- Measuring the extent of accessible genome
- SNP discovery
- Quality control for Omni1-Quad genotyping
- Transition and transversion SNPs
- Functional annotation of SNPs
- Indels discovery and functional annotation
- Deletion discovery
- Validation sequence and variant calling
- SNP discovery as a function of coverage
- Haplotype phasing of the SSMP genotype data
1.1 Measuring the extent of accessible genome
The extent of accessible genome refers to the amount of the reference genome (NCBI build37) that has been successfully mapped by the properly paired sequence reads that pass quality control. Sequence read filtering was performed with SAMTOOLS 0.1.17 to remove PCR duplicates, and subsequently the BEDTools version 2.14.31 was used to calculate the accessible genome for each sample with the following command line:
% samtools view -f 0x2 -b [sample].bam | samtools view -b -F 0x200 – | samtools view -b -F 0x400 – | genomeCoverageBed -d -ibam stdin | gzip -cv
Customized scripts were then used for calculating statistical summaries such as quartile information on coverage, total coverage of mapped bases, as well as total number of bases with at least 1 read coverage for mapped bases in each sample from the output of genomeCoverageBed. These metrics are subsequently summarized to calculate the average percentage of accessible genome across all 96 SSMP samples.
1.2 SNP discovery
We used two approaches to perform the SNP discovery process: (i) single-sample SNP calling using CASAVA with the small variant caller module; (ii) multi-sample SNP calling using SAMTOOLS 0.1.17 downloaded from http://sourceforge.net/projects/samtools/files/samtools/0.1.17/.

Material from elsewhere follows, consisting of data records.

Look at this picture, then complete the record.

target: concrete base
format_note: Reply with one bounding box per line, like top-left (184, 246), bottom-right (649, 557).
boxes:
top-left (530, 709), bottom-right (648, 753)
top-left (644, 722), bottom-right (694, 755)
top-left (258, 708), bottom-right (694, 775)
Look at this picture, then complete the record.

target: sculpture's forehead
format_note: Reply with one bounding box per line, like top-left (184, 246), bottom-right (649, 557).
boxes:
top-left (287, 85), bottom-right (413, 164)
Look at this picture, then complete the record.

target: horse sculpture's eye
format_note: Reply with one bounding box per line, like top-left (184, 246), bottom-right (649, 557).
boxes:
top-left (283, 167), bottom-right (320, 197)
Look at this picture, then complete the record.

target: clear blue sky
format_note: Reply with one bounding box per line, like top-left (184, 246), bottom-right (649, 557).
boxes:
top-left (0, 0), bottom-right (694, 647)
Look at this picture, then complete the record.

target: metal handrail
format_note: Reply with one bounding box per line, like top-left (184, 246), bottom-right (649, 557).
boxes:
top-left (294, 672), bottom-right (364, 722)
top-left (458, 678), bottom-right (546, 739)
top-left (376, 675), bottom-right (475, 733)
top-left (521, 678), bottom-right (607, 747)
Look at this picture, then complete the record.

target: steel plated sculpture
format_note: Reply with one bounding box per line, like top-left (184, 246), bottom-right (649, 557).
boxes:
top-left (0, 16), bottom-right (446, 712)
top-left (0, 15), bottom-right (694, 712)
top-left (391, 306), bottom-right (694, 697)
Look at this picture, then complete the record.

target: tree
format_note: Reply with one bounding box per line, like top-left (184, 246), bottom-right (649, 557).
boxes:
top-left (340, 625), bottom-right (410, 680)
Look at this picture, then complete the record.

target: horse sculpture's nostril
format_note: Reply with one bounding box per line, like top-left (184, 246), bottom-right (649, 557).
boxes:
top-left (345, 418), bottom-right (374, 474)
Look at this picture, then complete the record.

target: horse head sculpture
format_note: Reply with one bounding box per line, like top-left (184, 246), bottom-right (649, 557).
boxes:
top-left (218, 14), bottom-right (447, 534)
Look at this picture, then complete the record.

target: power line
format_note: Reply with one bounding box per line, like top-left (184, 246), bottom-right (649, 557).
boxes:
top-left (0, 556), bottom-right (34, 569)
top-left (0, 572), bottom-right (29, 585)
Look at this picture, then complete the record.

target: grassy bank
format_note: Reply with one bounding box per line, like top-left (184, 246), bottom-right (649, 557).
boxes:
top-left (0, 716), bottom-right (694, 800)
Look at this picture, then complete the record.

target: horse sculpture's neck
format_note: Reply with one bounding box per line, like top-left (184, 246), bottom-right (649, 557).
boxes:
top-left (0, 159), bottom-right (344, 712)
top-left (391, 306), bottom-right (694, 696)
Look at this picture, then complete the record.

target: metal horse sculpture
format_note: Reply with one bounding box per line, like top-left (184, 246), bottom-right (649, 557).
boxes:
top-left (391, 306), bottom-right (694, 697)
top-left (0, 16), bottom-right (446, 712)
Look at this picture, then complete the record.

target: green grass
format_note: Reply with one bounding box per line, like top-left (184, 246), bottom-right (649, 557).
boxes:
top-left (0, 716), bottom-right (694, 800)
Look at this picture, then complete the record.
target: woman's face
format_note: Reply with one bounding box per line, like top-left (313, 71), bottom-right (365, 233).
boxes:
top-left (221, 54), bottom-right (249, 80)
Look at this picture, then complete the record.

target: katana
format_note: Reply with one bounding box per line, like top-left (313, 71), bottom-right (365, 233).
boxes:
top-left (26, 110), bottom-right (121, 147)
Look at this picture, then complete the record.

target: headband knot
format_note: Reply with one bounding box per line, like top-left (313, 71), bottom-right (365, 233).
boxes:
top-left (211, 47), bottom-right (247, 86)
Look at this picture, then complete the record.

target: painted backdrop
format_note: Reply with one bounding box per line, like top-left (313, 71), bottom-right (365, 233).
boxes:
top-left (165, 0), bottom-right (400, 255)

Briefly, the callSmallVariants module in CASAVA adopts two stages: the first stage calls alleles based on the sequence base calls, alignment and quality scores; while the second stage calls SNPs on the basis of the allele calls and the read depth. Allele calling considers the paired-end reads that satisfy all of the following criteria:
- Properly aligned and mapped to the reference genome;
- Pass the quality control filtering;
- Alignment score of at least 6;
- Read-pairs must map with the expected size and orientation.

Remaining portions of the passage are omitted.